Godard, tendance Jean-Luc ?



Longtemps, j’ai préféré, quand on me parlait de Godard, afficher un amour immodéré pour Paulette. C’était ma tendance Goddard [1]. Je ne vois pas comment on pourrait ne pas être immédiatement amoureux de la gamine des Temps modernes, ou d’Hannah dans Le Dictateur. Bref, glisser de Godard à Chaplin, c’était un peu du snobisme suissophile mais surtout un agacement : la divinisation de Godard n’a toujours insupporté. Le cinéaste God-Ar(t)d en joue, la critique et la théorie françaises, parfois trop. Alors souvent, pratiquer l’évitement, ce qui m’a longtemps valu une image d’anti-godardien. Même si c’est injuste et surtout faux, ce n’est finalement pas si grave. Cela dit, dans la vie hexagonale, si on n’est ni normalien, ni agrégé, ni fils de quelque chose et de quelqu’un, ni radicalement godardien (voire godardolâtre), on est comme le dit Beck (ni Ulrich, ni Philippe, ni même Jeff, mais le chanteur contemporain... désolé), un pas-grand-chose.

Bref. L’effet aura été un éloignement progressif avec l’œuvre même si je continuais d’aller en salle voir les films et les admirer. Mais, incontestablement, je me suis coupé d’un horizon critique, d’une possibilité de réflexion. Mécanique un peu idiote, je le concède volontiers, de ne plus aller vers l’œuvre du bonhomme tant les discours hagiographiques dominants pouvaient paraître pesants. Me restaient pourtant les films et les lieux où on les a vu : pour Godard, cela me fait cela quasiment à chaque fois : tous les derniers films, Notre Musique, Eloge de l’amour, For ever Mozart, c’était au Cinéma des cinéastes (Paris), JLG/JLG, c’était à la Pagode (Paris), Nouvelle Vague à L’Eldorado (Dijon), Détective à l’Alpha (Auxerre).

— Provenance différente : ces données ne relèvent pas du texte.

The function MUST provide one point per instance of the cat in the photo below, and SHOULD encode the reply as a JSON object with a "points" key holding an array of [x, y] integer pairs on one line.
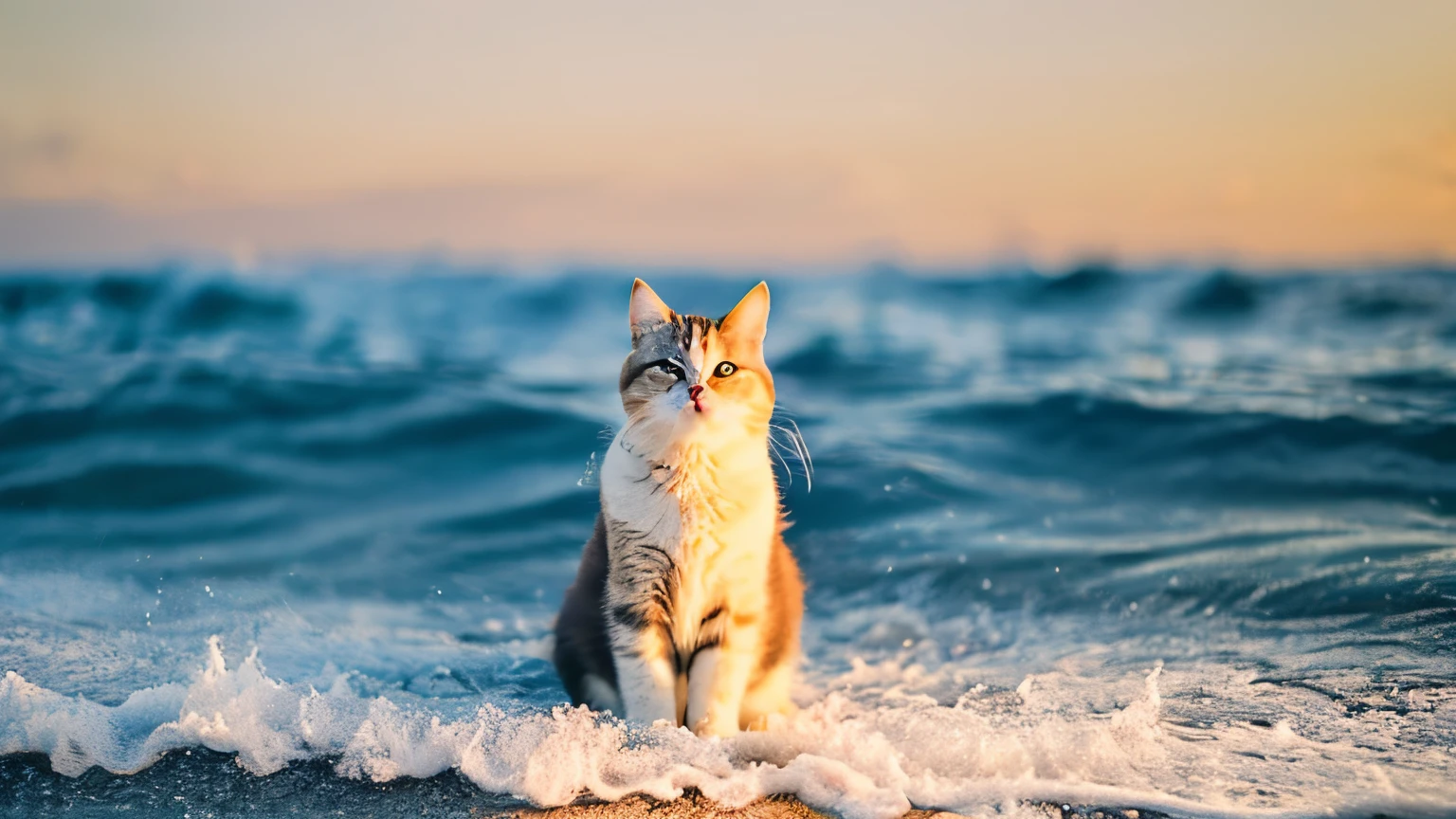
{"points": [[686, 607]]}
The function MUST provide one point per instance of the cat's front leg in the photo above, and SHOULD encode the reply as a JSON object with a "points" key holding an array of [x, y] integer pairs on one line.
{"points": [[719, 680], [646, 674]]}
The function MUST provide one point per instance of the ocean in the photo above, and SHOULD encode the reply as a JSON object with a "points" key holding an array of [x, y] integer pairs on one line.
{"points": [[1179, 541]]}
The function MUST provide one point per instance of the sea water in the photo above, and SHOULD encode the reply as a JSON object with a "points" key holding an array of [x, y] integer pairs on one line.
{"points": [[293, 542]]}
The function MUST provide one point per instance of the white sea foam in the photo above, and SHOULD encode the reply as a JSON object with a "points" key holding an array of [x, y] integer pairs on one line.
{"points": [[885, 737]]}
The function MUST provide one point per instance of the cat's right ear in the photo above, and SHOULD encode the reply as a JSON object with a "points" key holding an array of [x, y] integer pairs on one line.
{"points": [[646, 311]]}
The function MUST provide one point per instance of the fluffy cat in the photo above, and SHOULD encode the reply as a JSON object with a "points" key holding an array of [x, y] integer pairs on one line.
{"points": [[686, 607]]}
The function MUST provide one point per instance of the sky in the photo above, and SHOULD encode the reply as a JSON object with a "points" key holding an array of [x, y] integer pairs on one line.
{"points": [[1265, 133]]}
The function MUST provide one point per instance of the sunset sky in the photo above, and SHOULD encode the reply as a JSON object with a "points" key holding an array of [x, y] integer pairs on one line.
{"points": [[811, 132]]}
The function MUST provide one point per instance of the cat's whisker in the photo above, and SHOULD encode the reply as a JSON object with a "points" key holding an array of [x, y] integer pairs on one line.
{"points": [[804, 452], [800, 449], [776, 449]]}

Et ce que m’ont appris les films de Godard, c’est que ce n’est pas grave de ne pas tout comprendre, que l’œuvre recèle une part profonde d’indécidable, et d’à-venir, bien avant d’avoir lu Blanchot ou Adorno. Seulement là, c’était intuitif. C’est bien parce qu’il y avait cette intuition-là que je continuais de voir ses films, d’avancer dans son cinéma, parce qu’aussi j’avançais, moi, de mon côté, un peu !

Puis le hasard des dvdthèques m’a permis de revoir, de reprendre langue : enchaîner A bout de souffle, Une Femme est une femme, Pierrot le fou, Vivre sa vie et One+One en attendant les autres sur la pile. Et de mesurer la puissance de ce cinéma, et de cette liberté. Et de me dire maintenant qu’arrivera sans doute un jour un espace de réflexion plus précis ; et désormais ce moment-là je l’attends avec bonheur : bonheur d’un échange avec une œuvre.

Et comme la boucle méritait d’être dé-bouclée, sur la pile des livres à la tête du lit, la biographie offerte d’Antoine de Baecque [2] sur un certain Jean-Luc Godard. C’est le vice de la quadrature du cercle qu’on a trop caressé. Après avoir été baigné par le structuralisme dans ma formation, le biographique rattrape, sans pourtant entre dans une saint-beuvisme effréné (nouvelle manie de l’époque soit dit en passant).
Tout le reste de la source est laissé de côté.